Но какая разница и как существенна эта разница для судеб нашей культуры! На Рим надвигалось нечто неизвестное и таинственное. Рим не знал, что за его пределами. В теперешнем мире ничего неизвестного больше не осталось. Земной шар исследован до последнего уголка. Не о чем больше мечтать. Ни за какими морями ничего нового больше не найти. Ночь в тютчевском смысле больше невозможна — потому что тьме неоткуда придти. Если Рим мог втайне надеяться на спасение извне, то нам, кроме как на самих себя, рассчитывать больше не на кого.

Московские настроения

I

Как в двух-трех словах выразить впечатление от советских журналов за последний год, от новых книг, приходящих из России?
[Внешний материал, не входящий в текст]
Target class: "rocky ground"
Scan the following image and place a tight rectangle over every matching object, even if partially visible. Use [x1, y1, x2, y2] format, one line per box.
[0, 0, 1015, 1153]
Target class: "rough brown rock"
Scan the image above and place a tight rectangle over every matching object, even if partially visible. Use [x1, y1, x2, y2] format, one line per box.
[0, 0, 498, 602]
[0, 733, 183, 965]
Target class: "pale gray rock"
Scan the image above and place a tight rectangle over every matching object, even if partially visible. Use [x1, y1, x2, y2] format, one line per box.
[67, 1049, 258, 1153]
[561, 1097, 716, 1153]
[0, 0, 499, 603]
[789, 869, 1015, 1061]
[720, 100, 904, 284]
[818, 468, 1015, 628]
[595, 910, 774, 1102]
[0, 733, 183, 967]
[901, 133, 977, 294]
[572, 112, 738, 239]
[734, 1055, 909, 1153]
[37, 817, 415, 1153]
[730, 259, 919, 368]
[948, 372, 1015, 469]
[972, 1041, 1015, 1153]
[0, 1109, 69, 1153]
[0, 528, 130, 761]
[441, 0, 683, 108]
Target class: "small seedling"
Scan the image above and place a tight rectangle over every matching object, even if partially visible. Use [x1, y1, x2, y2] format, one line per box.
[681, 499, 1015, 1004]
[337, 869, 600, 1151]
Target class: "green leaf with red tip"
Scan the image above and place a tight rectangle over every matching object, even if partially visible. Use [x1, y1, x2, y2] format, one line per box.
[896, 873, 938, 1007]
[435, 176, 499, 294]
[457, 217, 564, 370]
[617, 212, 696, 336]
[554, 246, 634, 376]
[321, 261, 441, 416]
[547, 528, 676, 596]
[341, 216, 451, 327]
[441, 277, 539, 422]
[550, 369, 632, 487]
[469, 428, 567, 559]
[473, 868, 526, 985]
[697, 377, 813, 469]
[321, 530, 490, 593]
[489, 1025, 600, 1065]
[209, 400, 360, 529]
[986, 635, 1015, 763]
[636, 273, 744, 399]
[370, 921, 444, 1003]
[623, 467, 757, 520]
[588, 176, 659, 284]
«Кризис», «перелом», «перестройка» — все не то, все слишком слабо. Скажем точнее:

— Советская литература кончается.

Разумеется, в ней есть еще движение: не может же она успокоиться сразу! Разумеется, в Москве выходят и будут выходить книги талантливые, интересные, достойные внимания — не об этом же речь! Но советская литература как некое идейное целое, с несколькими центральными темами, со своеобразным духовным стилем — сходит на нет, пожалуй, сошла уже совсем.